What do the Shotover jetboat operator, the maker of Weet-Bix breakfast cereal, St George’s Hospital in Christchurch, winemaker Mission Estate, and that group that plays the backing music on X-Factor have in common?
No, this is not a joke. All these companies are registered charities. Told you it was not a joke.
This fact came to light last week when The New Zealand Initiative published its latest report, Giving Charities a Helping Hand. The report looked into the decade’s worth of regulatory change and found that, despite an abundance of legislation, the rules governing the charitable sector need further balancing.
Of particular concern is a rule that has persisted in New Zealand for over 100 years allowing for-profit businesses owned by charities to register as limited liability companies. And because the earnings of these firms are supposed to be put towards charitable purposes, the profits produced by these firms are exempt from income tax.
To some extent this arrangement makes sense, particularly where the untaxed profits are distributed to their owners (the charities), and the use of these funds is monitored to ensure that it is being put to genuine charitable purposes.
But while it makes sense on paper, in practice it has led to a situation that is far from desirable.
For example, Ngai Tahu Charitable Trust’s status as a registered charity organisation has allowed the South Island tribe to classify 38 of its commercial businesses as charities. These businesses include Ngai Tahu Development Corporation, Ngai Tahu Property, and of course Shotover Jet Ltd, as mentioned earlier.
These commercial entities recorded a profit of $161 million in the 2014 financial year with no tax deduction. However, only 20% of this was distributed to the tribe, with no oversight into how these funds were spent. The remainder of these untaxed profits were retained within Ngai Tahu’s business units.
The South Island iwi is not alone in taking advantage of this regulatory arrangement.
Dunedin’s Mercy Hospital uses it, and Mission Estate’s profits remain untaxed because it is owned by a religious organisation. Similarly, breakfast giant Sanitarium also claims an income tax exemption because it is owned by the Seventh Day Adventists.
Independent charities researcher Michael Gousmett estimates that there are 700 limited liability companies on the Charities Register that generate $372 million in tax-exempt profits and hold $3.6 billion in assets, excluding Ngai Tahu. At a tax rate of 28%, the government has foregone an estimated $104 million in fiscal revenues annually by allowing this arrangement to exist.
But the problem with this legal arrangement extends beyond the government’s tax take. Companies that are exempt from income tax have a significant advantage over their private sector counterparts.
Parachute Music, a Christian charity, was accused of using its tax-free status to outbid other firms for the contract to supply backing music production services to the X-Factor television show.
Changes proposed but abandoned
It should be noted that to date no evidence has been produced to back the accusation against Parachute, or indeed show that other for-profit business owned by charities have behaved in an uncompetitive way. But the potential is there, and this avenue should be blocked before anyone uses it.
In highlighting this issue, the Initiative’s report is not breaking new ground. Roger Douglas, in his role as finance minister as part of the David Lange government, proposed making any profits produced by charity-owned businesses assessable for tax.
In 2001, the Helen Clark government again raised the issue in a discussion document, proposing the same solution as Douglas but added that any distributions to charities would have unlimited tax deductions.
Unfortunately, neither measure made it into law.
We favour this solution as a simple means of removing any unfair tax advantage that charity-owned businesses have over their private competitors. In addition, by taxing retained profits, it would incentivise these firms to distribute more of their pre-tax earnings to their relevant charities, thereby boosting the resources of the charitable sector.

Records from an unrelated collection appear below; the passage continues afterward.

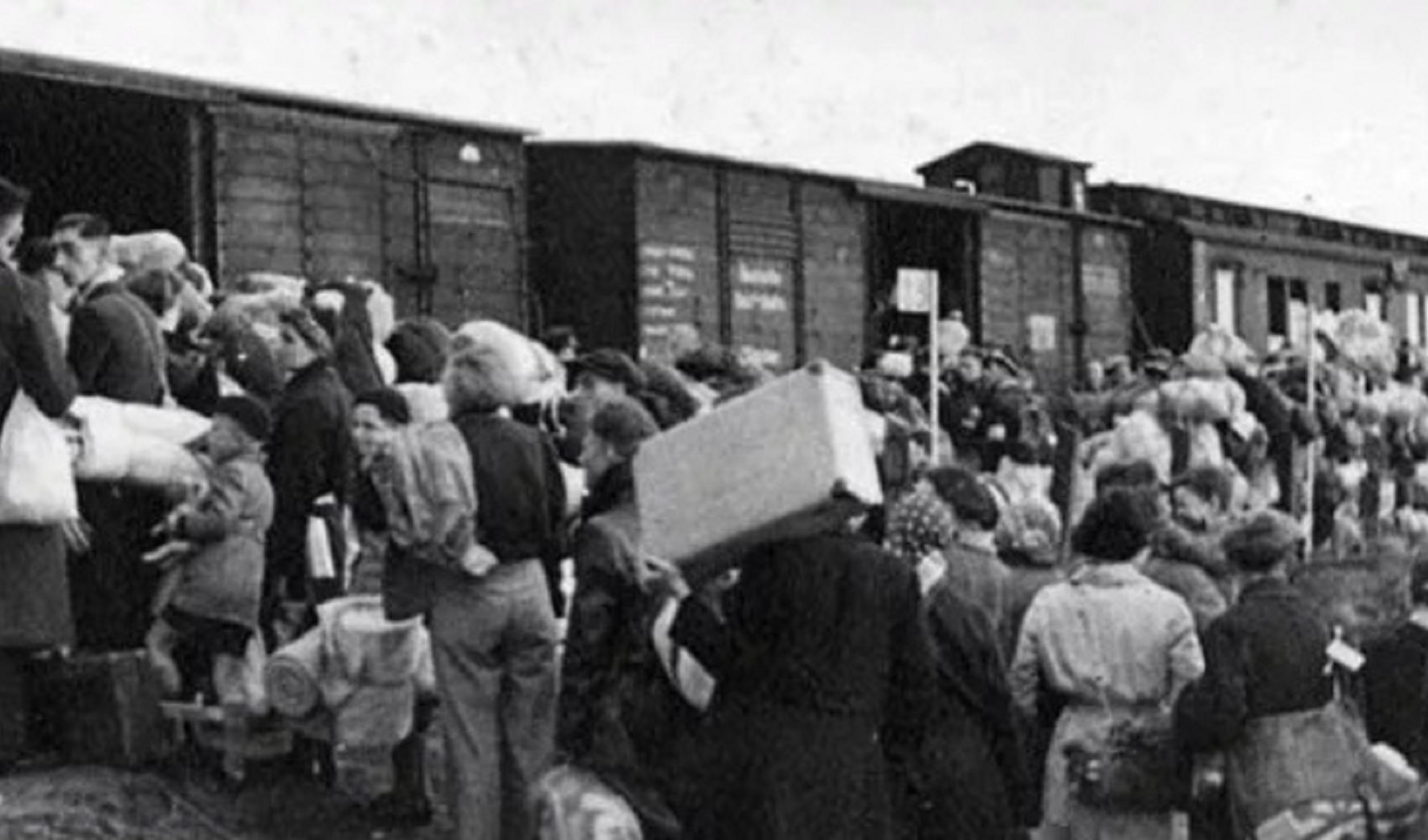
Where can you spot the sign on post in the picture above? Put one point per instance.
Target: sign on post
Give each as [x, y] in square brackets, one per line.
[917, 292]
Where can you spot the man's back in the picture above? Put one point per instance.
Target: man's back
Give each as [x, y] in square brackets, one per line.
[116, 348]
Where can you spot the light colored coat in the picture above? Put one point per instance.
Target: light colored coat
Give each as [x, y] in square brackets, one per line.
[1112, 643]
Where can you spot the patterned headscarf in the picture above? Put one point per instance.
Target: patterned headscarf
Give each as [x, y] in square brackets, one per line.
[919, 523]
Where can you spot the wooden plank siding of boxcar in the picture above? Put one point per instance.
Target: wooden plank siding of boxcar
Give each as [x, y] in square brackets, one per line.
[475, 214]
[763, 267]
[1106, 277]
[1027, 271]
[297, 194]
[834, 293]
[677, 234]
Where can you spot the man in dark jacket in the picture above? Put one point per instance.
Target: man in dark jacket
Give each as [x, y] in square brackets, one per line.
[1395, 680]
[310, 458]
[1266, 667]
[493, 638]
[116, 352]
[116, 346]
[618, 713]
[823, 678]
[35, 599]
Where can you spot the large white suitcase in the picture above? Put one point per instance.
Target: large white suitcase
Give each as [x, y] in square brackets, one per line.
[789, 459]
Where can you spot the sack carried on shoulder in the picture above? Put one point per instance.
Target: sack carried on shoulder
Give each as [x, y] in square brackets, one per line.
[1140, 769]
[36, 473]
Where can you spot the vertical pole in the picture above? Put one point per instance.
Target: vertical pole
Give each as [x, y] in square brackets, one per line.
[1314, 445]
[934, 361]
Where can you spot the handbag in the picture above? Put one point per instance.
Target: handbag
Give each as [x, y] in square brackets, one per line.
[36, 471]
[1138, 769]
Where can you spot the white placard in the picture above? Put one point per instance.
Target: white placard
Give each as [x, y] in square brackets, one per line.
[1042, 333]
[914, 291]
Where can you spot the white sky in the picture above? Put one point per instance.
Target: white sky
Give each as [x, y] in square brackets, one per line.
[1312, 104]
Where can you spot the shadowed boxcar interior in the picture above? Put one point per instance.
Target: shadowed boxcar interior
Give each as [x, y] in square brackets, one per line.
[96, 150]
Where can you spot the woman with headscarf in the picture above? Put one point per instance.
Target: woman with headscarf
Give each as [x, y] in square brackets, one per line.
[1116, 649]
[377, 418]
[970, 772]
[35, 596]
[1267, 699]
[308, 458]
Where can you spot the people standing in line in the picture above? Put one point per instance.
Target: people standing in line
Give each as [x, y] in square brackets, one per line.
[1267, 696]
[1185, 555]
[377, 419]
[1112, 647]
[824, 682]
[495, 636]
[35, 593]
[973, 765]
[190, 370]
[973, 568]
[618, 713]
[212, 603]
[116, 352]
[35, 259]
[1395, 680]
[310, 460]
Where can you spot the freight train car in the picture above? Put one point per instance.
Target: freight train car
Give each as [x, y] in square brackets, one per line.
[1259, 271]
[655, 251]
[257, 181]
[1053, 277]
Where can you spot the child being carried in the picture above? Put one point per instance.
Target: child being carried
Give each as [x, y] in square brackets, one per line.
[214, 553]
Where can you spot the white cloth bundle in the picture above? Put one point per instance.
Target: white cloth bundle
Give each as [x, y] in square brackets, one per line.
[1202, 399]
[152, 249]
[1398, 402]
[36, 480]
[137, 445]
[1215, 342]
[427, 402]
[530, 373]
[366, 671]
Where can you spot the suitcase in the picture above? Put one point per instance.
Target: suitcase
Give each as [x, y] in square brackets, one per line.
[108, 709]
[790, 459]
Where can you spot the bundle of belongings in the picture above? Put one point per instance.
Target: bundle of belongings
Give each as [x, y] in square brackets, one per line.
[357, 671]
[790, 459]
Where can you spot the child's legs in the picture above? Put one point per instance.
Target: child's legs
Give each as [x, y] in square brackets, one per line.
[161, 643]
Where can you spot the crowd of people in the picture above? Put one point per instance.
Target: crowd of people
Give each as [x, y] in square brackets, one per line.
[1080, 619]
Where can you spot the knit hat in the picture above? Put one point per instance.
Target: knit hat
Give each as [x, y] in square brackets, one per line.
[623, 423]
[1116, 526]
[967, 495]
[1209, 482]
[420, 348]
[919, 523]
[390, 403]
[610, 365]
[1266, 540]
[1030, 526]
[1418, 581]
[251, 414]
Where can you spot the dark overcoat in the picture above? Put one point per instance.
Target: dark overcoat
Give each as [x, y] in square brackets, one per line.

Greater transparency into how these funds are used once they get distributed is also needed but the regulatory building blocks for this already exist, thanks to mandatory financial reporting rules which came into effect this year. These, in theory, should allow the regulator and the public to dig into the detail of how charities run their operations.
Damaging public trust
These reforms are urgently needed if we are to bolster public trust in the sector.
Charities perform a significant amount of good work in our society, much of it dependent on voluntary donations of money, goods and time. For example, charities reported an average of 1.1 million volunteer hours each week in 2010, equivalent to 27,500 fulltime staff, and at last count total sector revenue stood at $16 billion a year.

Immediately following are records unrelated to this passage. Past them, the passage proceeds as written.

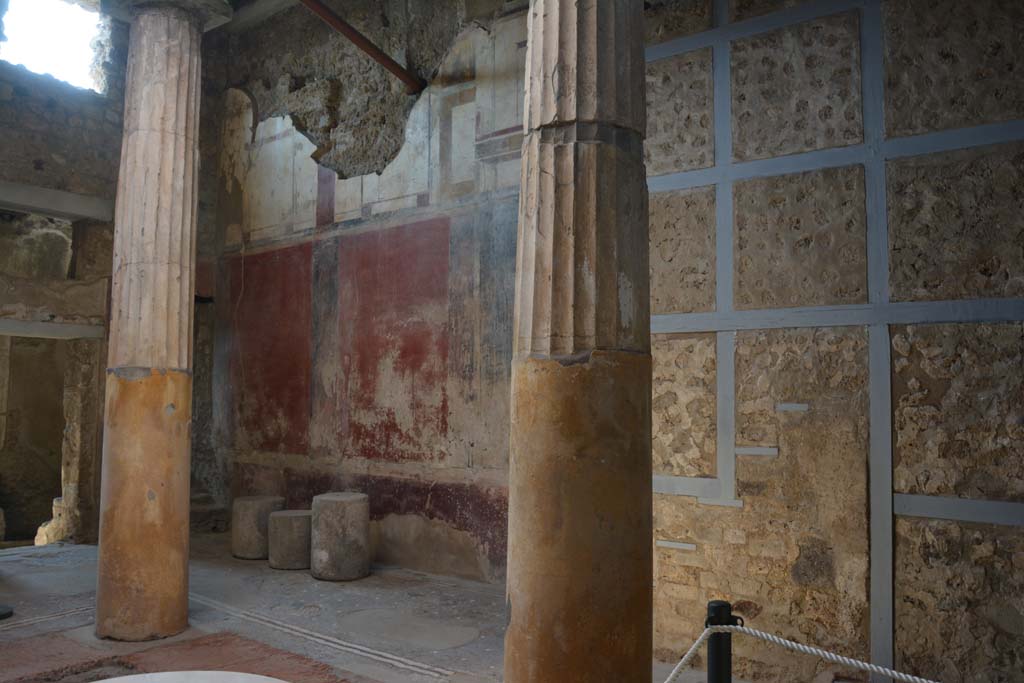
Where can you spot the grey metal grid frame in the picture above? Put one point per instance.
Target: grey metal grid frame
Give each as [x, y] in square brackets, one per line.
[877, 315]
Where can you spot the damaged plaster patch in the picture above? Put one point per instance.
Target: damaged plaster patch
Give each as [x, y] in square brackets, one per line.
[351, 109]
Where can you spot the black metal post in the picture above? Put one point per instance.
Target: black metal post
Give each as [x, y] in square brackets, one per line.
[720, 644]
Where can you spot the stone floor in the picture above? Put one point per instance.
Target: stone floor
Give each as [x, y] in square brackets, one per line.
[395, 626]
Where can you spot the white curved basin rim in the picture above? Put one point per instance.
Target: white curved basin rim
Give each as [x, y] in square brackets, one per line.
[195, 677]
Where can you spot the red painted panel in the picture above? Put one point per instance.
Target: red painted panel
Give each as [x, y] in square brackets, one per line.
[271, 326]
[394, 341]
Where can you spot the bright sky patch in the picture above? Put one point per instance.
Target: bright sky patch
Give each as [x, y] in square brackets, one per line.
[51, 37]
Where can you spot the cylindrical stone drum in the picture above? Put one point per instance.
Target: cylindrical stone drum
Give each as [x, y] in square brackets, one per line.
[289, 540]
[250, 517]
[340, 541]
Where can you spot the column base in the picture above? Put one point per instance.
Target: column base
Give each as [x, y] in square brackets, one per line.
[580, 572]
[142, 574]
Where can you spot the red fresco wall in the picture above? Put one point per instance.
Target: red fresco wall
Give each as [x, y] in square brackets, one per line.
[270, 319]
[394, 341]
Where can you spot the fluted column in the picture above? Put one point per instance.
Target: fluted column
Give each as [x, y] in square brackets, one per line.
[580, 481]
[142, 584]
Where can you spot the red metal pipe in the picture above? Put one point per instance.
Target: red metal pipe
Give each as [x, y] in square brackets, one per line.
[414, 84]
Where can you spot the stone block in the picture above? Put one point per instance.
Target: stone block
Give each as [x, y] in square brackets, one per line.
[951, 63]
[250, 518]
[801, 538]
[682, 251]
[340, 541]
[960, 600]
[801, 240]
[824, 368]
[744, 9]
[289, 535]
[666, 19]
[797, 89]
[680, 114]
[955, 224]
[956, 401]
[684, 404]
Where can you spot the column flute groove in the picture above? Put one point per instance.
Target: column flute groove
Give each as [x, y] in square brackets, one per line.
[142, 573]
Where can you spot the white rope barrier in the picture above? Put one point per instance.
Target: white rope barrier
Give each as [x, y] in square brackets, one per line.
[788, 644]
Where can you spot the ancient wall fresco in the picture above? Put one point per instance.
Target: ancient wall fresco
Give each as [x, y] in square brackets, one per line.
[797, 89]
[402, 359]
[393, 303]
[270, 360]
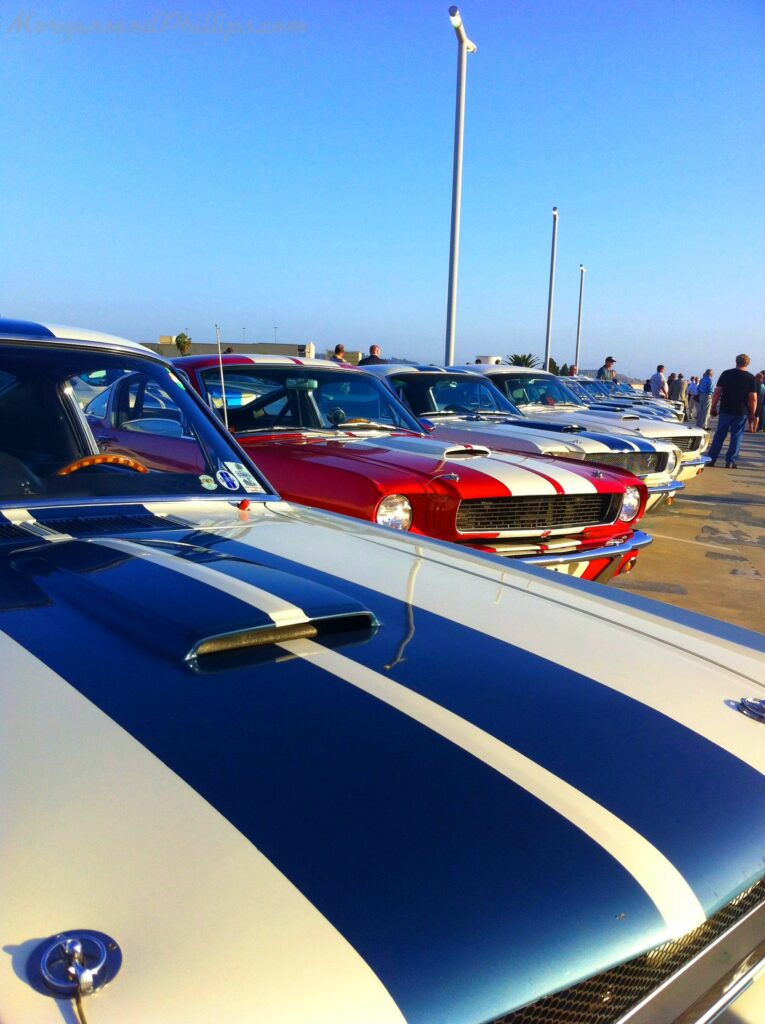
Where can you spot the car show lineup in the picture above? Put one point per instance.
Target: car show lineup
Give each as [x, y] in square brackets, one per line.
[307, 682]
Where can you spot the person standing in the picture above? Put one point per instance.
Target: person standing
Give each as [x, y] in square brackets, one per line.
[659, 383]
[692, 398]
[606, 372]
[760, 392]
[736, 398]
[706, 387]
[373, 357]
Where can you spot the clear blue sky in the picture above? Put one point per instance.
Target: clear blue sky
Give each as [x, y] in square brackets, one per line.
[161, 180]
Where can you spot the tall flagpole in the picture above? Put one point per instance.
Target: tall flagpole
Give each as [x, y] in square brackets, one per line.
[464, 46]
[553, 253]
[579, 318]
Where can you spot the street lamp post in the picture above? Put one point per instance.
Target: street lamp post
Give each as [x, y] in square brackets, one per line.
[464, 46]
[553, 253]
[579, 318]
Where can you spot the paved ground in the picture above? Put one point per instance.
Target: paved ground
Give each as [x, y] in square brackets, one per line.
[709, 549]
[709, 555]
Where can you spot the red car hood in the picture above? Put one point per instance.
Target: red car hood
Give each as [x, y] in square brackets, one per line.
[398, 460]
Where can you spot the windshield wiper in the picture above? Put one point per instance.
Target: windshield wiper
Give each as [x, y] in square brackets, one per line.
[370, 425]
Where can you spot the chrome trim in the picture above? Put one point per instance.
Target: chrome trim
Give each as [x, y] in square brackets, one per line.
[692, 995]
[637, 541]
[667, 488]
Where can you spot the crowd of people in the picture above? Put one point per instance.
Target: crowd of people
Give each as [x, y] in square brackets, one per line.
[735, 401]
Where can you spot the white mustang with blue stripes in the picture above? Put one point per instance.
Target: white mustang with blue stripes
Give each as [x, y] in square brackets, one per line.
[264, 763]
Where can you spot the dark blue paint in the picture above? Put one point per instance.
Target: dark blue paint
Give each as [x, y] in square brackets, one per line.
[464, 893]
[641, 765]
[24, 329]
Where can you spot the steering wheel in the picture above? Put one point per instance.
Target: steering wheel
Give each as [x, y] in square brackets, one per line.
[101, 460]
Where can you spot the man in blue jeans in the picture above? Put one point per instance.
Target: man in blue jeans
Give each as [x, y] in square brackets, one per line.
[735, 395]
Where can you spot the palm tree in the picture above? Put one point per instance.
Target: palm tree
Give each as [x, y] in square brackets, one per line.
[527, 359]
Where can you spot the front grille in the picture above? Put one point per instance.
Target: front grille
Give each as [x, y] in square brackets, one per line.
[492, 515]
[639, 463]
[607, 996]
[686, 442]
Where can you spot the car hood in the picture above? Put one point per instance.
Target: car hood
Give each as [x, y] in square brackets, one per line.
[398, 460]
[550, 436]
[623, 423]
[473, 796]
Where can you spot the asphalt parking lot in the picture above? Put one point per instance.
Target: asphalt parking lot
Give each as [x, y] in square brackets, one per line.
[709, 555]
[709, 548]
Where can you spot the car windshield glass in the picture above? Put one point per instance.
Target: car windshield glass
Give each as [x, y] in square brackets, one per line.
[444, 394]
[528, 389]
[84, 423]
[303, 397]
[578, 391]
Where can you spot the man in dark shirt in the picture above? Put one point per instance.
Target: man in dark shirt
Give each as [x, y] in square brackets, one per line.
[735, 395]
[373, 357]
[606, 372]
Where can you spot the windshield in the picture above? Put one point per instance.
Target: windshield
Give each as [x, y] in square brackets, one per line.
[528, 389]
[83, 423]
[455, 394]
[599, 389]
[260, 398]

If we continue to pursue policies that damage the level of trust the public has in these institutions and the rules which govern them, it is entirely predictable that they will withdraw their support. This will leave a vacuum that the state will be called on to fill. This is a role it is poorly equipped to do because it does not have the deep connection that these groups have with their communities, and neither can it rely on a volunteer workforce in the same way that charities can.
This is why we need urgent reform of the charities legislation, and political leadership on the issue that can look through the inevitable deluge of bad headlines that will greet any meaningful attempt to tax for-profit firms owned by charities.
But the payoff could potentially be worth it for the politician bold enough to try it. New Zealand is a nation built on fairness, and you can almost count on a groundswell of support for the person who slams the door on a longstanding legal loophole, even if it is a rort of the government’s own making.